Hal yang menarik perhatian kita dalam kisah ini adalah Tuhan Yesus baik dan sungguh baik. Ia berjalan dalam lorong-lorong kehidupan manusia, menemukan orang yang tepat dan memanggilnya untuk menjadi mitra kerja. Tuhan Yesuslah yang melakukan pendekatan pertama dengan para pendosa. Yesus menghancurkan dosa tetapi sangat mengasihi kaum pendosa. Ia membaharui segalanya karena orang berdosa bersahabat denganNya dan mereka sungguh-sungguh berubah. Di pihak Lewi, perjumpaan dengan Yesus mengubah segala sesuatu. Ia meninggalkan hidup lama sebagai pemungut cukai dan memiliki hidup baru sebagai penjala manusia. Lewi tidak berpuas diri dan tetap menikmati dosa. Ia membuka dirinya kepada Yesus dan berbalik hanya kepada Yesus. Dialah Matius yang menulis Injil untuk kaum Yahudi.
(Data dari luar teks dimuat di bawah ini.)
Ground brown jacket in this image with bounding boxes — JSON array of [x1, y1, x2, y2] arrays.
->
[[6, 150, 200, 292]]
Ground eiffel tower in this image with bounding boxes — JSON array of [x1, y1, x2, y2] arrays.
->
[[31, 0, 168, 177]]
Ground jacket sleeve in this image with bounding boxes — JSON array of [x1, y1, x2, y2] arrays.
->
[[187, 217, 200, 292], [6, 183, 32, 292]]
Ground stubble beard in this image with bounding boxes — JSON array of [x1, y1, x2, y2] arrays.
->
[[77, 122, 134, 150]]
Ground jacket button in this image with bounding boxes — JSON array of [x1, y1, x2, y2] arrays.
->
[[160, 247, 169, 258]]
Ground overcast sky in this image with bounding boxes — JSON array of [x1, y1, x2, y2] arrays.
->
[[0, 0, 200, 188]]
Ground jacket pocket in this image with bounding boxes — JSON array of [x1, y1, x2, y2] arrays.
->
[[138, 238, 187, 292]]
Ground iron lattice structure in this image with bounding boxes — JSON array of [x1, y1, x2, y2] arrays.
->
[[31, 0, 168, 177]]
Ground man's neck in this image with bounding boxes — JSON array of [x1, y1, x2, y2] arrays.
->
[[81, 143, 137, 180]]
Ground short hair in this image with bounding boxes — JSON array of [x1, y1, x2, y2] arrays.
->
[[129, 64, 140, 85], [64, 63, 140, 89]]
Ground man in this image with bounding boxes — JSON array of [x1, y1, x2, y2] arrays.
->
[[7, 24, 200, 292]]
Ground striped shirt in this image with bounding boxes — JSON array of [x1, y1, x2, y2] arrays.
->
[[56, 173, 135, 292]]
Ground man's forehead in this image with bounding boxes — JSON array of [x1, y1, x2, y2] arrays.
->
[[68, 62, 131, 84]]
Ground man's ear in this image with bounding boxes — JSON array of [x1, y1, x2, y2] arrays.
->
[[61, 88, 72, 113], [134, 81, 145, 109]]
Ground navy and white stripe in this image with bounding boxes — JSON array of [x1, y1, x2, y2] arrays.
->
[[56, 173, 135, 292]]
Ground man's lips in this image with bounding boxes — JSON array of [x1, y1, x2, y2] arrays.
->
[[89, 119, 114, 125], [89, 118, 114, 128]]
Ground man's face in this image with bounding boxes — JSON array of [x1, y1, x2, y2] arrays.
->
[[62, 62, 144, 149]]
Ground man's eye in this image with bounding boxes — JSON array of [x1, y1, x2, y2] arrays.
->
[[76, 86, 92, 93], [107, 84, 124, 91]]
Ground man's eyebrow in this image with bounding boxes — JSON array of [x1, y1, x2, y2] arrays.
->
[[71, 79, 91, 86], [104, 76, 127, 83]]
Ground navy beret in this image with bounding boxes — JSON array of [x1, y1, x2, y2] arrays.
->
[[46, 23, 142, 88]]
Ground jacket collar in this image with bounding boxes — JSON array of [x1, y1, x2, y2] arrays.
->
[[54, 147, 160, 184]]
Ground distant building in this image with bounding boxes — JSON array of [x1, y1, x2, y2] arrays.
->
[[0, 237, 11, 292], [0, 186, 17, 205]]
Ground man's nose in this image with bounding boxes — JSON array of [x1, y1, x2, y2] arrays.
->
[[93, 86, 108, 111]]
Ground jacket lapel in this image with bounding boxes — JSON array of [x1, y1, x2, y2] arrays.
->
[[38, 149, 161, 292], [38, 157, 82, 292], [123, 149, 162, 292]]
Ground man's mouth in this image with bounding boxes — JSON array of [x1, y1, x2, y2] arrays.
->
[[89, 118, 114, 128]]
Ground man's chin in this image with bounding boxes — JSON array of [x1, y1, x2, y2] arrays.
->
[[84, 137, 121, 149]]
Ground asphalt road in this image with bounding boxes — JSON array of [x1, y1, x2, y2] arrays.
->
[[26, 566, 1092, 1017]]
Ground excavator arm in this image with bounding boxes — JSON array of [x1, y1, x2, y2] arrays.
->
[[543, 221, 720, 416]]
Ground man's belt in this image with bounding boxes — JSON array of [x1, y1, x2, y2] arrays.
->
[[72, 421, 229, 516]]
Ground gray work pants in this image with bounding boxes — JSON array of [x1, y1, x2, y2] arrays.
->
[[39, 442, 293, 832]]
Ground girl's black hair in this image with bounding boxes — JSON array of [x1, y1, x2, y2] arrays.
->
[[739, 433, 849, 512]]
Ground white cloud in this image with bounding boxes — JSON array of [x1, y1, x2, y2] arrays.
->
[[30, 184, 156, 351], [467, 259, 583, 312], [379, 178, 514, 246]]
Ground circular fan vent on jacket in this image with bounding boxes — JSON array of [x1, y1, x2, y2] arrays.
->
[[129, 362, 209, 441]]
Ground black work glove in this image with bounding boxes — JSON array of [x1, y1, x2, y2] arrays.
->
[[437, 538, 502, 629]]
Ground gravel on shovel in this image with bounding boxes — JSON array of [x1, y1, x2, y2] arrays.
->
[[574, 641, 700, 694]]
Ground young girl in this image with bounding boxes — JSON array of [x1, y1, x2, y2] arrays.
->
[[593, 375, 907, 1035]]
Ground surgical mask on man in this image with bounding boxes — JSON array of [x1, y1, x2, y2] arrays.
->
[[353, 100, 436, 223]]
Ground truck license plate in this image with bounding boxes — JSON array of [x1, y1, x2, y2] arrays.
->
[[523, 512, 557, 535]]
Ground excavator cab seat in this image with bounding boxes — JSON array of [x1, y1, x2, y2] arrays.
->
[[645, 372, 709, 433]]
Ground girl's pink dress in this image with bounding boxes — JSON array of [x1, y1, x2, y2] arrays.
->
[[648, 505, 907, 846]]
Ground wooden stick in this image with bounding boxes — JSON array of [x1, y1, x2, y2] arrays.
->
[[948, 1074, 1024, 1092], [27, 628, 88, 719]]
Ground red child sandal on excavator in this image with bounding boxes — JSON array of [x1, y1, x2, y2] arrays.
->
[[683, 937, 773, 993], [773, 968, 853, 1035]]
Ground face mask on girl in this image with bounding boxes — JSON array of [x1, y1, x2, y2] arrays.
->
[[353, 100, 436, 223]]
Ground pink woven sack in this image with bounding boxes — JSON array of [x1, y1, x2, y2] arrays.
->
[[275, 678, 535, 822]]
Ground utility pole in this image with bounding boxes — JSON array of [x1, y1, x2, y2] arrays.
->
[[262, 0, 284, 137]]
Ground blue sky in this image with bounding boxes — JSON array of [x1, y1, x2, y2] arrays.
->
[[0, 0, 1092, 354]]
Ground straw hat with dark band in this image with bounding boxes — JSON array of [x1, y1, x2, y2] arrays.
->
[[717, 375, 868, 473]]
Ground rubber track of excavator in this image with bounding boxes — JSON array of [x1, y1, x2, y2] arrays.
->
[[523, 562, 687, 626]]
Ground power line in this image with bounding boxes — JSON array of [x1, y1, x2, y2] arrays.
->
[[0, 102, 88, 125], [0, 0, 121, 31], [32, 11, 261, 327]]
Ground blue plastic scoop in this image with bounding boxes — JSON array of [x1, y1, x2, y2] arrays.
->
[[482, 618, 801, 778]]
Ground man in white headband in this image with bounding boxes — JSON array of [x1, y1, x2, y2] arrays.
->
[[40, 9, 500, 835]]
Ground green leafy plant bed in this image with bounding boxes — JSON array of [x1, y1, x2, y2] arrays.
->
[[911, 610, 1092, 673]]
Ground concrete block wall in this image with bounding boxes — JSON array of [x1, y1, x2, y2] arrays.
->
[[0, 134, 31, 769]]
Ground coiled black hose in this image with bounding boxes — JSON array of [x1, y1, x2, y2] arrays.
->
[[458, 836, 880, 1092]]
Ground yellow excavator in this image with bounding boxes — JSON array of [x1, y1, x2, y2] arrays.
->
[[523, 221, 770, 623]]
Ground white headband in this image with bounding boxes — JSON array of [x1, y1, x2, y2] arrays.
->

Apa yang harus kita lakukan untuk tetap merasakan kebaikan Tuhan di dalam hidup ini? Nabi Yesaya memberikan kiat-kiat tertentu supaya tetap merasakan kehadiranNya:

Pertama, berani hidup sebagai sesama manusia. Yesus mengasihi kita apa adanya maka kita pun harus mengasihi sesama apa adanya. Nabi Yesaya menasihati kita supaya bisa tidak lagi mengenakan kuk kepada sesamamu,  tidak lagi menunjuk-nunjuk orang dengan jari dan memfitnah.

Kedua, Pelayanan belas kasih. Misalnya berempati dengan orang yang lapar dan haus, memuaskan hati orang yang tertindas. Perbuatan amal kasih ini laksana lampu yang menerangi sesama dalam kegelapan. Tuhan Yesus berkata: “Hendaklah terangmu bercahaya di depan orang, supaya mereka melihat perbutanmu yang baik dan memuliakan Bapa di Surga.” (Mat 5:16).

Ketiga, Tuhan adalah pembimbing sejati. Dia adalah Imanuel,  Allah beserta kita. Dialah yang menjadi penuntun setia kita semua, memuaskan kita di kala ada rasa lapar dan dahaga yang besar.

Pada hari ini mari kita mengulangi doa ini: “Tunjukanlah kepadaku jalanMu, ya Tuhan, supaya aku hidup menurut KebenaranMu.”